DATA FIRST COMPUTER FORENSICS
Computer forensics (IT & Digital Forensics) is the practice in which a certified forensic examiner collects, analyses and reports on digital information found on any device capable of storing data digitally and when such data is required as admissible evidence. Through expert skill and in-depth analysis of the information found, Digital Forensics can determine who did what and when they did it.
Uses for Forensics
Computers and other digital storage devices can hold key evidence that can implicate or exonerate parties involved in legal or criminal cases.
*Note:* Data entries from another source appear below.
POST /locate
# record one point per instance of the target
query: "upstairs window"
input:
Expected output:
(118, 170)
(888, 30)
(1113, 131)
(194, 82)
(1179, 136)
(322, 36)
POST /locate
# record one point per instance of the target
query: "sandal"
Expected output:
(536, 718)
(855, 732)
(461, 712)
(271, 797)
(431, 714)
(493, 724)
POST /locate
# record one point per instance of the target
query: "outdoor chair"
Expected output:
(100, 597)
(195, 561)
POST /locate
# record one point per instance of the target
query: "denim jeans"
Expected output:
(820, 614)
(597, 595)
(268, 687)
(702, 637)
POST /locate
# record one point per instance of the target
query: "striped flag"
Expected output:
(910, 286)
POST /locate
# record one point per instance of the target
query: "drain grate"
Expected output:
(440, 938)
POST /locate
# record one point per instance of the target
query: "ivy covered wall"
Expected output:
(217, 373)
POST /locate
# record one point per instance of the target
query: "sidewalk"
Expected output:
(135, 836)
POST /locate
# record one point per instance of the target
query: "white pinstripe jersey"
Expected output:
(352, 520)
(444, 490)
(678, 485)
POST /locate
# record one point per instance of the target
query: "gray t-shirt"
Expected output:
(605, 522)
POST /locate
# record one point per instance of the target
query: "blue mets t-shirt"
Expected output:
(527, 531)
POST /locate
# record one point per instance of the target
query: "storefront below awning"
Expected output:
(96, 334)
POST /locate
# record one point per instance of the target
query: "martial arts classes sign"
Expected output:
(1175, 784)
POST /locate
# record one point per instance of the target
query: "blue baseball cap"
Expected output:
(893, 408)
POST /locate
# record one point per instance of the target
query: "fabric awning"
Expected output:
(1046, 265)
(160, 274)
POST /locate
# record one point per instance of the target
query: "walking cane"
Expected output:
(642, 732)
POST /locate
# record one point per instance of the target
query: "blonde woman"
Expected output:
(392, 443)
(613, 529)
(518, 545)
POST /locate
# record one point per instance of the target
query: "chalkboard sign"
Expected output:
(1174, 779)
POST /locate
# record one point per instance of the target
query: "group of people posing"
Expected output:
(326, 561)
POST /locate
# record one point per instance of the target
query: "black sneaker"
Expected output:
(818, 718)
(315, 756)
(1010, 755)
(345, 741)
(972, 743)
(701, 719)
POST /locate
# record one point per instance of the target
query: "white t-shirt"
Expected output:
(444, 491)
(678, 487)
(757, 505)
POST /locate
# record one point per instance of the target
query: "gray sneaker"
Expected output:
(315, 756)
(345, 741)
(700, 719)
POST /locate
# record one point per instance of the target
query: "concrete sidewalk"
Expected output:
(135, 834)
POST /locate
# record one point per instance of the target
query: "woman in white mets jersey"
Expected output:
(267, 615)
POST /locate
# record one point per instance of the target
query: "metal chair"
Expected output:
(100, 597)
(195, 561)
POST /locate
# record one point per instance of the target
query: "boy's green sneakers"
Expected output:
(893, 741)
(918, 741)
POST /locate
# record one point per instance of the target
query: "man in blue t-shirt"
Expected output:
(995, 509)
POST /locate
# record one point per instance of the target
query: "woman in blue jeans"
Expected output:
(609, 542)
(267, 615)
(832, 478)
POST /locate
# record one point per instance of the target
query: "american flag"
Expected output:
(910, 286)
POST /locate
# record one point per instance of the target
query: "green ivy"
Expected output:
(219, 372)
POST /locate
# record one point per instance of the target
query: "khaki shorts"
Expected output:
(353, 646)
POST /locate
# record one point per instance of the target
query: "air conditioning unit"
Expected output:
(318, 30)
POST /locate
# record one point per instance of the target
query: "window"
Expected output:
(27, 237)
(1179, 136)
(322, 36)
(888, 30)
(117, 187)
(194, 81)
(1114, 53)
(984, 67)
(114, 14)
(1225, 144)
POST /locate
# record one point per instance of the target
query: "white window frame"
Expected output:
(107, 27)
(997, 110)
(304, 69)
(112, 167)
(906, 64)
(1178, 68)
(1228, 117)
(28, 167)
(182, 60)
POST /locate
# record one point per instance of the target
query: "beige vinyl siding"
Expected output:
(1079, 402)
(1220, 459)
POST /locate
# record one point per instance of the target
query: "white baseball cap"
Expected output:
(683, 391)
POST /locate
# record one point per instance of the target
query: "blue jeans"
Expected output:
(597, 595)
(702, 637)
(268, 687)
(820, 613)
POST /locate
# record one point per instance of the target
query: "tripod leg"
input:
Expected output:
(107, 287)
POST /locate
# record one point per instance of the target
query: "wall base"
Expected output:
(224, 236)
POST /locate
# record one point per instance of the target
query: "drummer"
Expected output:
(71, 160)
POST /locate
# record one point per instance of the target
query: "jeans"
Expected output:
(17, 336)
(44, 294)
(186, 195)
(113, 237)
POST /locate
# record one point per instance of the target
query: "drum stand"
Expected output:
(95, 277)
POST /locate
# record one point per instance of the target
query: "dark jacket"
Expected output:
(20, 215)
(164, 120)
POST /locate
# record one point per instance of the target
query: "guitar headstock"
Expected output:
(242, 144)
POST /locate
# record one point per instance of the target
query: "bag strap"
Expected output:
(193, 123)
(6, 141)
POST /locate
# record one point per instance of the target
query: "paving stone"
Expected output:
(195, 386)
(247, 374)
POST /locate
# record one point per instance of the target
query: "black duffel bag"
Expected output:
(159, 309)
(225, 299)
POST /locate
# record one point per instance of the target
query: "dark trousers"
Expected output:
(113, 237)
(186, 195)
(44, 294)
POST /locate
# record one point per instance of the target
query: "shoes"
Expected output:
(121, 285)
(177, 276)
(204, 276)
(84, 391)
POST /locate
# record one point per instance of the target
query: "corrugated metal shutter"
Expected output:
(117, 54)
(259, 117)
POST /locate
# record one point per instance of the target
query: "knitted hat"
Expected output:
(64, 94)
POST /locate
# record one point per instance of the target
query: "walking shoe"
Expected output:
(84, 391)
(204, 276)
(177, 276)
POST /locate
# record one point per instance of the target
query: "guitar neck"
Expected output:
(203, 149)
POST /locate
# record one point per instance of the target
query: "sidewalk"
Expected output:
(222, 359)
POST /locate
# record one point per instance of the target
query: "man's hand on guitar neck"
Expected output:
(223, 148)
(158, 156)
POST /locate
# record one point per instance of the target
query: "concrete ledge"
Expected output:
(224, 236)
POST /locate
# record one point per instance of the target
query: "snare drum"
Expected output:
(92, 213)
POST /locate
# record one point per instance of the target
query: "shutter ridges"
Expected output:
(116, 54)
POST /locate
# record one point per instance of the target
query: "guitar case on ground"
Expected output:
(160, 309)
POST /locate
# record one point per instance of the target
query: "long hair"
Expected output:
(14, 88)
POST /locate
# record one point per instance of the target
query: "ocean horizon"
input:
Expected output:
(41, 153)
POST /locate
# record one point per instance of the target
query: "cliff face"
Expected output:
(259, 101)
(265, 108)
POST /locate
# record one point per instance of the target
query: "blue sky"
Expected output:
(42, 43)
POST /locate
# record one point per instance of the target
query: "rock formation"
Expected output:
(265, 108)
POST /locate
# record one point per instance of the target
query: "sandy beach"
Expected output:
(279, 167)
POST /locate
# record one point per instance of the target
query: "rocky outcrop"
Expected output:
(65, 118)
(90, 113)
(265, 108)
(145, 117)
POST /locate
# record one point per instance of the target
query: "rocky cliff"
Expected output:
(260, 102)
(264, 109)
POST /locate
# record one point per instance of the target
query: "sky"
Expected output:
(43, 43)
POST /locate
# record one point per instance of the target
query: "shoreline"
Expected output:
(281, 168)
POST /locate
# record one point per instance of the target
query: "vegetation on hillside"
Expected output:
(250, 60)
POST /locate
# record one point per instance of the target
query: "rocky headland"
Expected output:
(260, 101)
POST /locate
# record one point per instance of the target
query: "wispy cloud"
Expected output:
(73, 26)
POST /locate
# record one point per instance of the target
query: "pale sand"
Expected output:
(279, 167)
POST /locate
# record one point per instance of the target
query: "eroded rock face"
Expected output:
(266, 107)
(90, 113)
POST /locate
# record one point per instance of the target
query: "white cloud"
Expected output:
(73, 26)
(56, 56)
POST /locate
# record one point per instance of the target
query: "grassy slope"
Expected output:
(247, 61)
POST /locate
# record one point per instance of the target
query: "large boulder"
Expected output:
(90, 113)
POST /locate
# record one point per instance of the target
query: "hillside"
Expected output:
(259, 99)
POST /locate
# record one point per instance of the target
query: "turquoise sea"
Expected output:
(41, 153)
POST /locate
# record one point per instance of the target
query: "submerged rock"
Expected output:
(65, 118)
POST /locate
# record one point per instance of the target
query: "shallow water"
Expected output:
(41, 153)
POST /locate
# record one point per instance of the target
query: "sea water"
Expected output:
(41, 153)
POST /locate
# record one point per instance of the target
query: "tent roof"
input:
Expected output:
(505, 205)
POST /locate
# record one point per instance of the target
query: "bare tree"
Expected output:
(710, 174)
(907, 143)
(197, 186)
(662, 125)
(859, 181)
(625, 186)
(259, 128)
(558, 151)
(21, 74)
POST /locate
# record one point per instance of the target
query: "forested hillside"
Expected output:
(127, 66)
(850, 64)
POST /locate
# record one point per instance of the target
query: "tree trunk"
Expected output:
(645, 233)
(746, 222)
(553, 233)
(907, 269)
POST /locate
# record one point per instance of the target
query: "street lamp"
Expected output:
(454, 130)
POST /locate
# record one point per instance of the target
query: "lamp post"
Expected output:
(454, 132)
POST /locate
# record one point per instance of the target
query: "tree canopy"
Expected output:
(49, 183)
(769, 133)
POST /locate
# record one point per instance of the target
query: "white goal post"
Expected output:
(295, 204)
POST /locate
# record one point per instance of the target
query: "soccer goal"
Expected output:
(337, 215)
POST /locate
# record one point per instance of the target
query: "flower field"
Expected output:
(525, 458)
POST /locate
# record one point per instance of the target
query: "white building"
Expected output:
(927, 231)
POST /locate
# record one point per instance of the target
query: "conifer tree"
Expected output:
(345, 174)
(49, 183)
Not only do they hold evidence in the form of documents, media, browsing history, emails and images pertaining to crimes committed but they hold a multitude of 'metadata' that can reveal when a user carried out certain actions like creating, modifying, deleting or printing documents as well as actions performed on all other types of information of interest to investigators.
Commercially or personally, you can use computer forensics for a variety of cases:
- Employment disputes
- Intellectual property cases
- Bankruptcy inquiries
- Inappropriate internet, email or computer usage
- Matrimonial/Divorce investigations
Types of Data
Digital Forensics is a multifaceted discipline that is usually used to obtain proof of criminal activity, breach of contract and illegal activities. This process requires the acquisition of three main categories of data and file recovery, the categories are:
- Active: The files and programs you and I can see during general usage. Because this is the most blatant information, it's also the easiest to collect.
- Archival: All stored or backed-up data. These take many forms and can comprise of CD's/DVD's, floppies (they're still out there), backup tapes, servers and a multitude of hard drives.
- Latent: Generally when people think that something is deleted...it really isn't. Through specialized data recovery software and years of experience, a technician has to decipher information that has been partially overwritten or recover deleted files. The acquisition of this data is time consuming but not impossible and that's why you need nerds like us to go through the information for you.
Process of Acquiring Data
- Digital Forensic investigations have to be conducted by certified computer forensic examiners that have access to secure labs and licensed equipment to prevent the admonishment of the finding in court and the tampering or destruction of evidence.
- Physical safety of the data and item itself. Making sure it's locked in a secure location.
- Examiners don't tamper with the original information or media. A bit-for-bit copy is made that mirrors the original exactly. The original source is never altered.
- All the information is catalogued. This includes all varieties of information (Active, Archival and Latent) as well as recovered, encrypted and all information attempted to be concealed or destroyed.
- Encrypted and password protected files are hacked and cracked to reveal the information within.
- Most data logs are also recoverable and are always included during collection.
- All collected information is evaluated for relevance and interpreted to discover whether the data can be used as possible evidence.
- Although a majority of Digital Forensics seeks out signs of guilt to prove someone did something (inculpatory evidence), we do get cases where we are asked to find proof of innocence (exoneratory evidence).
- A written report is submitted to the client (or legal council) with the unbiased finding and additional comments.
- A testimony can be provided during depositions, trials or any legal proceeding if a personal testament is needed.